The characters of August: Osage County make reference to the stifling heat within and around the Weston family’s ancestral home in Pawhuska, Oklahoma multiple times throughout the play’s three acts. The heat is ubiquitous and crushing, and as the play unfolds, it comes to serve as a symbol of the oppressive, claustrophobic, and confining emotional atmosphere of the house in which the action takes place. Every time a character mentions heat—especially when Barbara makes reference to having a hot flash—a devastating or ludicrous emotionally-charged moment is about to unravel in the lives of the Westons.
Barbara and Bill complain of the heat when they arrive on the porch of the Weston home, preparing to confront the chaotic, dysfunctional family Barbara left behind for the first time in several years; when Violet needles her daughter Ivy about her mediocre appearance and her frumpy fashion sense, Ivy attempts to get away from her mother by complaining about the heat in the room; when Steve, Karen Weston’s sleazy fiancé, attempts to seduce Karen’s fourteen-year-old niece Jean, he engages in wordplay with her about the room being hot and Jean’s own “hot”-ness, both temperature-wise and appearance-wise—an obvious, and in this case telling, double-entendre which reveals the intense feelings of discomfort and entrapment Jean is experiencing in that moment. The recurring invocation of anger at, discomfort caused by, and disorientation rooted in the ever-present Oklahoma heat, as well as the exhaustion, crankiness, and feelings of suffocation and constriction it creates, symbolize the Weston family’s desire to escape one another, and the seemingly cursed place that has brought them all together.

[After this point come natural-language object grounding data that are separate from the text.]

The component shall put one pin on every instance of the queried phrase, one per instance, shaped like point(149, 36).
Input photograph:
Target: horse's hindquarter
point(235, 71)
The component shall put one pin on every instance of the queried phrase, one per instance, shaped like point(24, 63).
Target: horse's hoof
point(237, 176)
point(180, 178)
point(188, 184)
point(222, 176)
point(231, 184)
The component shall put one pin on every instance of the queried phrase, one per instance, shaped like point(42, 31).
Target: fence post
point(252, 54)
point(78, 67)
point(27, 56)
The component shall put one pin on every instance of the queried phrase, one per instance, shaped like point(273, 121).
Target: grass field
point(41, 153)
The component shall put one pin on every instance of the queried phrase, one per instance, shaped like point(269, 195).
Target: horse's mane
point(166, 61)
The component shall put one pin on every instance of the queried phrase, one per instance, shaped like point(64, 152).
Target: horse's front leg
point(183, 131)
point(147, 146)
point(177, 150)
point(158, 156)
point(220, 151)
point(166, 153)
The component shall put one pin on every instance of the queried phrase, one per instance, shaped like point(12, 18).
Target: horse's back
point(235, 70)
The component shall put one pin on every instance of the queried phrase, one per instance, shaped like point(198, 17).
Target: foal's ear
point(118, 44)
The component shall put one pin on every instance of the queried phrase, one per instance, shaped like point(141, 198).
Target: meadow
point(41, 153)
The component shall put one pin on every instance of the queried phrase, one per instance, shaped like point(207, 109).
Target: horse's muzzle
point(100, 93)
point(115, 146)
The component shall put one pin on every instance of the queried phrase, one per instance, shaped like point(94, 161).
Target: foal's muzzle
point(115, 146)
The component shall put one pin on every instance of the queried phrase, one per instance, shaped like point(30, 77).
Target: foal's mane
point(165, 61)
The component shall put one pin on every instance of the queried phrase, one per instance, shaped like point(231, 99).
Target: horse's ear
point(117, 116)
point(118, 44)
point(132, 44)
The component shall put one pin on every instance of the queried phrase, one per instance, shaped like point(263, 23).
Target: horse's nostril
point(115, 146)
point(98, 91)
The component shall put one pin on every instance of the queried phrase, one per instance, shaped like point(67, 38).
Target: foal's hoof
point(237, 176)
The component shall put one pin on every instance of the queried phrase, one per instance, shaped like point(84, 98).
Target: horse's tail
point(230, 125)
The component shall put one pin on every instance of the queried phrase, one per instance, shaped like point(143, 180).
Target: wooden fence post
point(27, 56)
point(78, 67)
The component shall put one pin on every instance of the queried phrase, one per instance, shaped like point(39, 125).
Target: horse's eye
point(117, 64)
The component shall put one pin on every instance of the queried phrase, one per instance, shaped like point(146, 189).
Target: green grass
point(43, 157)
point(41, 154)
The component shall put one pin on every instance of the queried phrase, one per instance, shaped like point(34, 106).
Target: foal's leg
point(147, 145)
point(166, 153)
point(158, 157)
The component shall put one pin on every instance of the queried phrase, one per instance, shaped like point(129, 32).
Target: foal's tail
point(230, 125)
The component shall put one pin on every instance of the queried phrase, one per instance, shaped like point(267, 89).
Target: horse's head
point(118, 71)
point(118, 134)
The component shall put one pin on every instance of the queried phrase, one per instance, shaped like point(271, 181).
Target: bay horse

Heat Quotes in August: Osage County
BARBARA: Goddamn, it’s hot.
BILL: Wimp.
BARBARA: I know it. Colorado spoiled me.
BILL: That’s one of the reasons we got out of here.
BARARA: No, it’s not.
BILL: You suppose your mom’s turned on the air conditioner?
BARBARA: Are you kidding? Remember the parakeets?
BILL: The parakeets.
BARBARA: I didn’t tell you about the parakeets? She got a parakeet, for some insane reason, and the little fucker croaked after about two days. So she went to the pet store and raised hell and they gave her another parakeet. That one died after just one day. So she went back and they gave her a third parakeet and that one died, too. So the chick from the per store came out here to see just what in hell this serial parakeet killer was doing to bump off these birds.
BILL: And?
BARBARA: The heat. It was too hot. They were dying from the heat.